(452g) Removal of Toxic Heavy Metal Cations from Simulated FGD Wastewater Using Functionalized Silica

Flue-gas desulfurization (FGD) process employed by electric power generation utilities produces wastewater containing significant levels of soluble heavy metal ions that are being regulated to parts-per-billion levels due to their toxicity. In order to address this issue, removal of several heavy metal ions was investigated by employing high-surface area amorphous silica grafted with sulfur-containing functional groups, which have been shown to have high affinity towards heavy metal ions. These adsorbents were tested for the removal of single component as well as multiple component heavy metal ions.

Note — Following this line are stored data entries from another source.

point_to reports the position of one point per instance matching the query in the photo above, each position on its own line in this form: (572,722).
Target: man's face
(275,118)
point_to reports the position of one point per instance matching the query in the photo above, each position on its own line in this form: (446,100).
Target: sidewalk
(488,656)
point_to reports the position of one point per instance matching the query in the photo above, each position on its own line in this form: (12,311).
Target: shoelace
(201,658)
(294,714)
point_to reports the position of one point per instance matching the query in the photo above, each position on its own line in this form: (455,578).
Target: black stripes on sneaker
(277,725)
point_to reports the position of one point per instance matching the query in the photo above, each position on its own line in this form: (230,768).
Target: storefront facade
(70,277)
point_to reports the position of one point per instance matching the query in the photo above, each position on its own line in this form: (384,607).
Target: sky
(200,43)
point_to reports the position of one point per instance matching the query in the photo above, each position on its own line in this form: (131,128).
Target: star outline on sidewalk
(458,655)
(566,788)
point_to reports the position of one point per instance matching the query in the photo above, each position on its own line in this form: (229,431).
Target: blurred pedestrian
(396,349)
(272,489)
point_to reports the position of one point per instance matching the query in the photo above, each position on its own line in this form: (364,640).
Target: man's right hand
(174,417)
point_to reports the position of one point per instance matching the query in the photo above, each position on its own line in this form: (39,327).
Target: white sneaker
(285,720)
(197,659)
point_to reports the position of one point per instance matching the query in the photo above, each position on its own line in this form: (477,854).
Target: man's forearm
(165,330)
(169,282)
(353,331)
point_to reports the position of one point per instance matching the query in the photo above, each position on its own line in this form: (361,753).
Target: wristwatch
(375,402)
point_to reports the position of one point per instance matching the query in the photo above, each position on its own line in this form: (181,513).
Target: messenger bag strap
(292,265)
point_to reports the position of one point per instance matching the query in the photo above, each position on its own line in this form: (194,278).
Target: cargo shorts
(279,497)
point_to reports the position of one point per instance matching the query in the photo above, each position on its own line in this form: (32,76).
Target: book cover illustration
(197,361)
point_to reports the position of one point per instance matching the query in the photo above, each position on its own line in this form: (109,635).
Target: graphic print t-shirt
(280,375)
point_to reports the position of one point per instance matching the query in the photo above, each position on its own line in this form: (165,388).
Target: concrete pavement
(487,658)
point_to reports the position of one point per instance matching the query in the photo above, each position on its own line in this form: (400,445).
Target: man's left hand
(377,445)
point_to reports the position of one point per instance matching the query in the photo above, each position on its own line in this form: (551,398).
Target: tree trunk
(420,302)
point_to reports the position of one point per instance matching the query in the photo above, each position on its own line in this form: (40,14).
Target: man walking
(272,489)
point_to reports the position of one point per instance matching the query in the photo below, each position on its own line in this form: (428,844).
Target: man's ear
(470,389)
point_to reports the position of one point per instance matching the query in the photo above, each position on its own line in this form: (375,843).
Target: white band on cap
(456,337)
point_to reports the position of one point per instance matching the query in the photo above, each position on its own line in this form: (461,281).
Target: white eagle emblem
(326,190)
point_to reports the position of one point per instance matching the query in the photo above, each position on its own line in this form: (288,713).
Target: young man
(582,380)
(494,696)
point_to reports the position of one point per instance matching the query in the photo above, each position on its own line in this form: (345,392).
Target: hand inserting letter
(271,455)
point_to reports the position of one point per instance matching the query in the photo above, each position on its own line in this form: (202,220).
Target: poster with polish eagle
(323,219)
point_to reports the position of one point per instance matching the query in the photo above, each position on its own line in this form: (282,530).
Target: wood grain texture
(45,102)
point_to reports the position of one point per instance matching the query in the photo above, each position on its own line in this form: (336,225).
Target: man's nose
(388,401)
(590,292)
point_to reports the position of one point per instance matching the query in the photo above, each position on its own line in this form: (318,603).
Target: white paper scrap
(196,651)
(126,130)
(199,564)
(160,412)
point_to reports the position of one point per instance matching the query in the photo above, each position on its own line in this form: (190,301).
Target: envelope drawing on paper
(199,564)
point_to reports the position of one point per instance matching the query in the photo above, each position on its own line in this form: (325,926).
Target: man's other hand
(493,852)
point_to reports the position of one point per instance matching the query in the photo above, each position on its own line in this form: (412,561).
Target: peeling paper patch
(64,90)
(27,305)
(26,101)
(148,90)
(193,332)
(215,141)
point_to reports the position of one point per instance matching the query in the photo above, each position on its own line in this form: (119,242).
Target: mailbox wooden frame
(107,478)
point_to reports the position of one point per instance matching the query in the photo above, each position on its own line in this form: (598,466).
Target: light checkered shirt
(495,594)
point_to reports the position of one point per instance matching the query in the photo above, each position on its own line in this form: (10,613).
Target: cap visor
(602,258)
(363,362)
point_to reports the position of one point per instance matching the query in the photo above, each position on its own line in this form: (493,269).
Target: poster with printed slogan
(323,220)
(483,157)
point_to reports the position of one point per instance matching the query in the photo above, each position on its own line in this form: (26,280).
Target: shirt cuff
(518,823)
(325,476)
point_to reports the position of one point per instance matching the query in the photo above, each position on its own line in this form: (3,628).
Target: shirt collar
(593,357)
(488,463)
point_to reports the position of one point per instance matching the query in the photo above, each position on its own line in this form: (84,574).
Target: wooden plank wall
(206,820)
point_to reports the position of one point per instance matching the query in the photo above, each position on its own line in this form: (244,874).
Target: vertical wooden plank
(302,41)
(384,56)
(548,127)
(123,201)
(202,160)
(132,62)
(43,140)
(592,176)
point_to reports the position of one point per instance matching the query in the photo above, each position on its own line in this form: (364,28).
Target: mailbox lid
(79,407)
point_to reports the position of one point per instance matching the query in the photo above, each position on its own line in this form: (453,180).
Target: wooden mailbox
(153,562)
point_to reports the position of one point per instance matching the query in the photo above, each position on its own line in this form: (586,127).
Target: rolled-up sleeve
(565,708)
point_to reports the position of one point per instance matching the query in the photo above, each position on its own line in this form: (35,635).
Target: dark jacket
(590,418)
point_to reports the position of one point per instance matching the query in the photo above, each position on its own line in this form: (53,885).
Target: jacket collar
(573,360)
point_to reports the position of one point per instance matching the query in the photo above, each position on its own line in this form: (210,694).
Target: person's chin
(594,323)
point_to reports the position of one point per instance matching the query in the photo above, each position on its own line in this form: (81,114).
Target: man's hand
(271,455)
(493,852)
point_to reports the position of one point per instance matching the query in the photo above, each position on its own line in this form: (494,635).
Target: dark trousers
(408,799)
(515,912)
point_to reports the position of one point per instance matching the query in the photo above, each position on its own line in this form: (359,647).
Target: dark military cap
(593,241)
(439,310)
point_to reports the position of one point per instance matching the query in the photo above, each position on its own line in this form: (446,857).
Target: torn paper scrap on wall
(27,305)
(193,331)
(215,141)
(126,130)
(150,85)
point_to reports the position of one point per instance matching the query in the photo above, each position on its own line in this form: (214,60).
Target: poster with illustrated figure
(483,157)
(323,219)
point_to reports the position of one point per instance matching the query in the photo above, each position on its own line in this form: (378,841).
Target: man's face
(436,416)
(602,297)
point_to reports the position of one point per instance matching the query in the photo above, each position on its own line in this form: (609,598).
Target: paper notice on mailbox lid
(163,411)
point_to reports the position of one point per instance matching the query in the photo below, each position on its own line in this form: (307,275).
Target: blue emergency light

The silica support was grafted with 3-mercaptopropyltrimethoxysilane and 2-mercaptobenzothiazole. Thermogravimetric Analysis (TGA) and Potentiometric Mass Titrations (PMT) were performed on functionalized silica to determine surface loadings and the point of zero charge (PZC), respectively. The removal of Hg²⁺ at high concentration (10,000 µg/L) in different matrices was investigated. The effect of FGD matrix ions (Ca²⁺, Mg²⁺, Na⁺, SO₄^2-, Cl^-, NO₃^-) on removal efficiency of Hg²⁺ is also reported. Simultaneous removal of Hg²⁺ along with the several other heavy metal cations has been reported at concentrations relevant for the FGD wastewater (500 µg/L each of Cu²⁺, Cd²⁺, Hg²⁺, Tl⁺, Pb²⁺, Ni²⁺, Zn²⁺). 99% of Hg²⁺ was captured using these adsorbents for both concentration ranges. The adsorbents were able to selectively capture other heavy metal cations at low concentrations as well. The concentrations of heavy metal ions were determined using the Inductively Coupled Plasma â?? Mass Spectroscopy (ICP-MS). Preliminary regeneration studies of spent adsorbents were performed using dilute HCl indicating limited regeneration and suggesting their disposal without regeneration.